I am trying to separate out data into rows, but without using split and reshape. Consider the following toy dataset.
Code:
* Example generated by -dataex-. For more info, type help dataex
clear
input float person_id str10 income
1 "10, 20, 50"
2 "35, 20"    
3 ""          
4 "40"        
5 "34, 24"    
end
I would like to separate out the income column using commas as delimiters, then get it into the following long form.
person_id income
1 10
1 20
1 50
2 35
2 20
4 40
5 34
5 24












Typically, I would run
Code:
split income, parse(,) generate(inc) destring
drop income
reshape long inc, i(person_id) j(obs_id)
drop if inc == .
drop obs_id
However, I am in a situation with lots of data (instead of five people, we have 800k observations, and instead of a maximum of three values to be separated out, we have up to 200). My attempts at applying the above method (using Stata MP, Version 16) to this large dataset have so far been futile (in the sense that the reshape runs for hours without finishing). I am wondering if there is a better (more memory-efficient) way to do this.

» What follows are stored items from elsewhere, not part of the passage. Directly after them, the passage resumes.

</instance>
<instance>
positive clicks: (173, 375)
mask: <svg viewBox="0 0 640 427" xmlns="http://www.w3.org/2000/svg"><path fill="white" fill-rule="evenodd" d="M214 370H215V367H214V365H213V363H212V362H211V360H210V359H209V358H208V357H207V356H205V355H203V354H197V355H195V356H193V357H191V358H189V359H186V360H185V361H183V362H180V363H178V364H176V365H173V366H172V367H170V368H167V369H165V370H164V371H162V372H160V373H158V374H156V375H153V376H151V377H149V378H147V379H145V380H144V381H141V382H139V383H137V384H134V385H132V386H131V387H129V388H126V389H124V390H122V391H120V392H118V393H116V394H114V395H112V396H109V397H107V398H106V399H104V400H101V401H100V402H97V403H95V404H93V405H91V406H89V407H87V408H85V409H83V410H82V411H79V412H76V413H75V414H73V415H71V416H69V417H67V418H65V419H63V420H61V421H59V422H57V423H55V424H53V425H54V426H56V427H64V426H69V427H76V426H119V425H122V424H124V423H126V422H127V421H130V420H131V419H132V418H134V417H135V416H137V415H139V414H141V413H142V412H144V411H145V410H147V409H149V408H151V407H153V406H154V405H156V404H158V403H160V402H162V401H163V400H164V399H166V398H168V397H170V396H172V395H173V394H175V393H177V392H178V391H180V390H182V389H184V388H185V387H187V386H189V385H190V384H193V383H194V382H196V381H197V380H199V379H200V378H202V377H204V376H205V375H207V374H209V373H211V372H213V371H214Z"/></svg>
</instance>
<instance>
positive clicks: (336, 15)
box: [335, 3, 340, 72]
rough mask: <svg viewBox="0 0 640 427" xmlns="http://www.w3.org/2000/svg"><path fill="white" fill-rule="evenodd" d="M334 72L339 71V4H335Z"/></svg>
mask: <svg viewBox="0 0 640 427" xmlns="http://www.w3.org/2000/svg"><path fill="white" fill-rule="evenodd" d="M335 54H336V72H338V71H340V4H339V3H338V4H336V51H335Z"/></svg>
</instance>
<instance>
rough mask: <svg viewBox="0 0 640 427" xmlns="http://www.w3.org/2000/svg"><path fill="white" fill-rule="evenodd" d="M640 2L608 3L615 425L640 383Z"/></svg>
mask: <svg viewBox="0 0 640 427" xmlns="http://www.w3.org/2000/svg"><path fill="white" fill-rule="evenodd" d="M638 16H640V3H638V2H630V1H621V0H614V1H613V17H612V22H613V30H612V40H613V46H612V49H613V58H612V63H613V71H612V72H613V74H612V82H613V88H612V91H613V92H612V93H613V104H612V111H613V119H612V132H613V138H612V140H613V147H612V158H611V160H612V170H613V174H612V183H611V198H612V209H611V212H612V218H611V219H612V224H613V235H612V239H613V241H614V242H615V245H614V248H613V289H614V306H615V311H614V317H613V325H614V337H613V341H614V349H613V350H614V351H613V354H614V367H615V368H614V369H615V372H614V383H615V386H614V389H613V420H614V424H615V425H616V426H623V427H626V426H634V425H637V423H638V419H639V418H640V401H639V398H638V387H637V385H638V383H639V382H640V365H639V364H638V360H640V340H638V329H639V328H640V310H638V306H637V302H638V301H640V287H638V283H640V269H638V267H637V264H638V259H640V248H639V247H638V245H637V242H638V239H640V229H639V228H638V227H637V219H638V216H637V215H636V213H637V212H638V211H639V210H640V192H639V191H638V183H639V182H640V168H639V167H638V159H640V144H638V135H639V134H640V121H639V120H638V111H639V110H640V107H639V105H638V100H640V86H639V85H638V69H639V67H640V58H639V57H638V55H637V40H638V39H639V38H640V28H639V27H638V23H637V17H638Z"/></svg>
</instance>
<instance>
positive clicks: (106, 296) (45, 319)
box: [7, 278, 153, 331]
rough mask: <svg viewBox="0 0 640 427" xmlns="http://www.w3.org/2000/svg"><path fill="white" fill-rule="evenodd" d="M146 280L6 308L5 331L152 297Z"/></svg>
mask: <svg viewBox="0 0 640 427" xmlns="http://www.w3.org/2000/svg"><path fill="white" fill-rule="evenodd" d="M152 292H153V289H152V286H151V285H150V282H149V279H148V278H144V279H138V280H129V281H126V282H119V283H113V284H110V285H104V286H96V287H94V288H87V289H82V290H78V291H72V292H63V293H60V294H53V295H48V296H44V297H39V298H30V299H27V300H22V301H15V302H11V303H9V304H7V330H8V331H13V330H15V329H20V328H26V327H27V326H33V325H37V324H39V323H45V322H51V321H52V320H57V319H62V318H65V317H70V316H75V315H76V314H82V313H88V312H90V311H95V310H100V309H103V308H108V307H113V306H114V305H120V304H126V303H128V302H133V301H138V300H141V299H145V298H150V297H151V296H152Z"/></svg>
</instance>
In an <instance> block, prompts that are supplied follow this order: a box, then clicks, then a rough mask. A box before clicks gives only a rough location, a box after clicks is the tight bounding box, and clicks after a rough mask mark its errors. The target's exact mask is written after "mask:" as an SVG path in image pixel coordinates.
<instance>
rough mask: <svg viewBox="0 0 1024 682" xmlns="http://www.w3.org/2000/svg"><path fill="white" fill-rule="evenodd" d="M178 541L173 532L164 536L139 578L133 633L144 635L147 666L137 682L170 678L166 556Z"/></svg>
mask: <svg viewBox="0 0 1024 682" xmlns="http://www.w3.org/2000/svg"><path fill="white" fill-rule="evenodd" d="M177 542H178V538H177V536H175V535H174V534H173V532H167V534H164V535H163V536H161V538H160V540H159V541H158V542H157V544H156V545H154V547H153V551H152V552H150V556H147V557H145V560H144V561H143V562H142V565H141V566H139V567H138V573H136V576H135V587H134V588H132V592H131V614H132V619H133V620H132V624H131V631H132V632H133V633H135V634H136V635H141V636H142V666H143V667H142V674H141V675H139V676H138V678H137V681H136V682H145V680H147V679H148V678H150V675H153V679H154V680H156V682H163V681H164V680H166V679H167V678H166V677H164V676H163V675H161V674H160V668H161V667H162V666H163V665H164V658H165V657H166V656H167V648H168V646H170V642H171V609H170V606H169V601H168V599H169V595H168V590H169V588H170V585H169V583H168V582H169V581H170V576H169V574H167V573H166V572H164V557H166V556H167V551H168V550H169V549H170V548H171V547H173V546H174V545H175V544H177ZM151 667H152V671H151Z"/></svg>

For example, can I directly split my income values into rows? Or, is there a way in which I can ignore missing values when doing reshape? In my full dataset, most observations have only a few values in the income column, so that inc200 is almost all missing values. So if there was some way to preemptively drop them during the reshape, I think that could work as well.

Open to any other suggestions! Thanks everyone.